Task-Aware Meta Learning-based Siamese Neural Network for Classifying Obfuscated Malware

TL;DR

This paper introduces a task-aware few-shot learning Siamese neural network that effectively classifies obfuscated malware variants by leveraging entropy and image features, achieving over 91% accuracy even with limited training samples.

Contribution

The paper presents a novel task-aware few-shot learning Siamese network that adjusts feature embeddings for malware families, improving classification of obfuscated malware variants with limited data.

Findings

Achieves over 91% classification accuracy in N-way N-shot tasks.

Effectively classifies malware with obfuscation techniques using entropy and image features.

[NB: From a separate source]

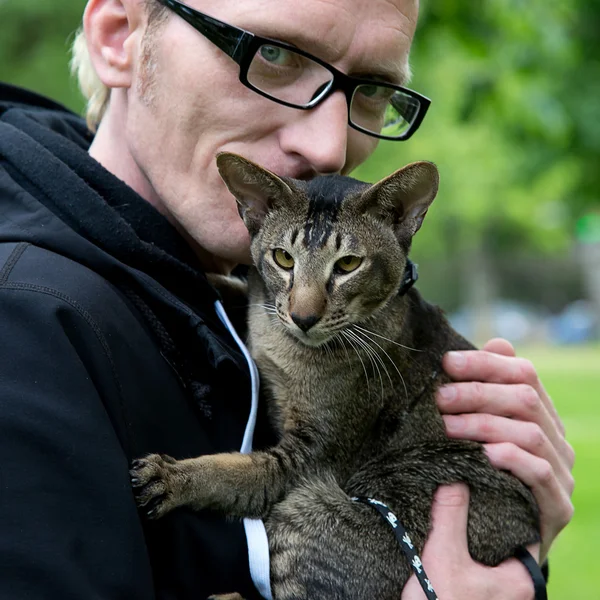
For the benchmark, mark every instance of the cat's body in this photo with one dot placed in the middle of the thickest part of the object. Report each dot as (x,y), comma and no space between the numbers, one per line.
(350,369)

Performs well even with very few training samples per malware family.

Abstract

Malware authors apply different techniques of control flow obfuscation, in order to create new malware variants to avoid detection. Existing Siamese neural network (SNN)-based malware detection methods fail to correctly classify different malware families when such obfuscated malware samples are present in the training dataset, resulting in high false-positive rates. To address this issue, we propose a novel task-aware few-shot-learning-based Siamese Neural Network that is resilient against the presence of malware variants affected by such control flow obfuscation techniques. Using the average entropy features of each malware family as inputs, in addition to the image features, our model generates the parameters for the feature layers, to more accurately adjust the feature embedding for different malware families, each of which has obfuscated malware variants. In addition, our proposed method can classify malware classes, even if there are only one or a few training samples available. Our model utilizes few-shot learning with the extracted features of a pre-trained network (e.g., VGG-16), to avoid the bias typically associated with a model trained with a limited number of training samples. Our proposed approach is highly effective in recognizing unique malware signatures, thus correctly classifying malware samples that belong to the same malware family, even in the presence of obfuscated malware variants. Our experimental results, validated by N-way on N-shot learning, show that our model is highly effective in classification accuracy, exceeding a rate \textgreater 91\%, compared to other similar methods.